Thursday, July 14, 2016

Love

            I don’t usually do this. I keep God in my life, but quietly. Sunday’s gospel, though, was the story of the Good Samaritan; and it got me thinking about the things going on in the news lately. I think everyone knows the story, but the crux of it is: A guy gets jumped on the street and robbed. A Priest walks past, and crosses to the other side. A Very Important Person walks past, and crosses to the other side. A foreigner-someone of a different ethnicity and race than the injured person- stops, cares for his wounds, takes him to an inn and pays for his room, with promises to return and pay any remainder due on the bill.
            And there’s the moral. The guy who was different, the guy who was visiting from out of town, the guy for whom it was most inconvenient to stop, is the one who went out of his way to help. He spent his own money, his valuable time, risked the same fate happening to him as a foreigner, to help someone in need.

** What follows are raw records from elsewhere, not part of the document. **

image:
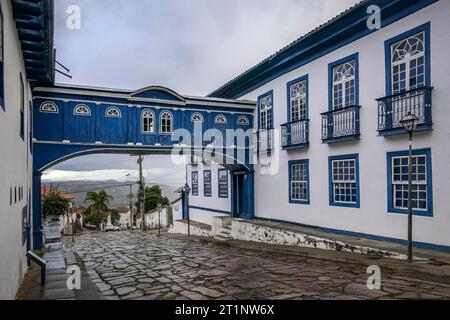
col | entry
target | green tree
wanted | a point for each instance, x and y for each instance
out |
(98, 208)
(153, 196)
(115, 216)
(55, 205)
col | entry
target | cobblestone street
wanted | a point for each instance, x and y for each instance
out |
(142, 266)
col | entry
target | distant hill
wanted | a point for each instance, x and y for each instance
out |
(120, 191)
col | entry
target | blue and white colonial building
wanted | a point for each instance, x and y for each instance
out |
(325, 149)
(329, 108)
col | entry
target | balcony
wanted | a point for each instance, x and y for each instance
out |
(392, 109)
(341, 125)
(265, 140)
(295, 135)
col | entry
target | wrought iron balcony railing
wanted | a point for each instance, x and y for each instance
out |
(341, 124)
(392, 109)
(295, 134)
(265, 141)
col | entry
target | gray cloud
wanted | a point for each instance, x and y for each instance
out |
(190, 46)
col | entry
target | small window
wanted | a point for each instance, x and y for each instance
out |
(113, 112)
(197, 117)
(243, 121)
(265, 111)
(344, 181)
(223, 183)
(207, 186)
(166, 122)
(148, 123)
(82, 110)
(220, 119)
(49, 107)
(344, 85)
(298, 100)
(408, 63)
(398, 172)
(299, 181)
(195, 183)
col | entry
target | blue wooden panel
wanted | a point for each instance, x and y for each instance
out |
(79, 128)
(48, 126)
(111, 130)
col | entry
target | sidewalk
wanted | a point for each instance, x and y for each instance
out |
(58, 256)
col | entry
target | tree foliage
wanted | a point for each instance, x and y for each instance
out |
(54, 204)
(153, 196)
(98, 209)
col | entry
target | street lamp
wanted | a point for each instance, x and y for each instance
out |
(409, 122)
(187, 191)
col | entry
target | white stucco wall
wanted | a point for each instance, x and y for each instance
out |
(372, 217)
(15, 162)
(213, 202)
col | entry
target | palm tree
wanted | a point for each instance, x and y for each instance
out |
(100, 202)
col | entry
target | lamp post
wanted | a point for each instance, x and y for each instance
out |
(159, 219)
(187, 191)
(409, 122)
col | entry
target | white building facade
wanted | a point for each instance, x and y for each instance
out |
(334, 99)
(16, 145)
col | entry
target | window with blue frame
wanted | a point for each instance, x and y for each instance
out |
(422, 198)
(408, 60)
(2, 84)
(223, 183)
(298, 99)
(299, 182)
(207, 185)
(195, 183)
(344, 83)
(265, 108)
(344, 181)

            There it is. How often do we notice the person beaten in the gutter? More often; do we stop? No matter your religious affiliation, all creeds endorse compassion and generosity. However, we don’t, as a society, take the time to see the argument from the other side. We’re so busy aligning with a hashtag that we don’t stop to think about the greater good. I don’t think there’s hope for us as a civilization until we can see each other beyond the hashtags. Supporting one movement shouldn’t-and doesn’t-mean that you don’t support another movement. It means that you have compassion for another person’s circumstance that may or may not be different from yours. I can stand with the oppressed and discriminated against in #blacklivesmatter while still believing that there are altruistic souls who sacrifice to keep us safe and stand with #bluelivesmatter. I won’t negate their need to be represented by screaming that we all matter, because if we all believed that, none of those hashtags would exist!
            If you’re a Christian, you preach Love. Not for some, but for all. Jesus spent an awful lot of his short time with sinners and outcasts. No religious manuscript, that I’m aware of, preaches “eliminate all people who are in any way different from yourself”. If that were the case, we’d each be alone on this earth, because as far as I can tell, each one of us is a special snowflake, contrary to Tyler Durden’s philosophies. Gandhi said that no culture can live that attempts to be exclusive. We can’t weed out the “different” and expect to survive as a race. He also said that it is easy to be friendly to your friends, but to make friends with your enemies is the heartbeat of true religion. Basically, open your eyes and your mind, and you may learn something new. A difference of opinion doesn’t have to mean the discussion is over. And, most importantly, a discussion doesn’t have to end with all parties agreeing-it just has to end without the parties trying to kill each other. When did we forget that?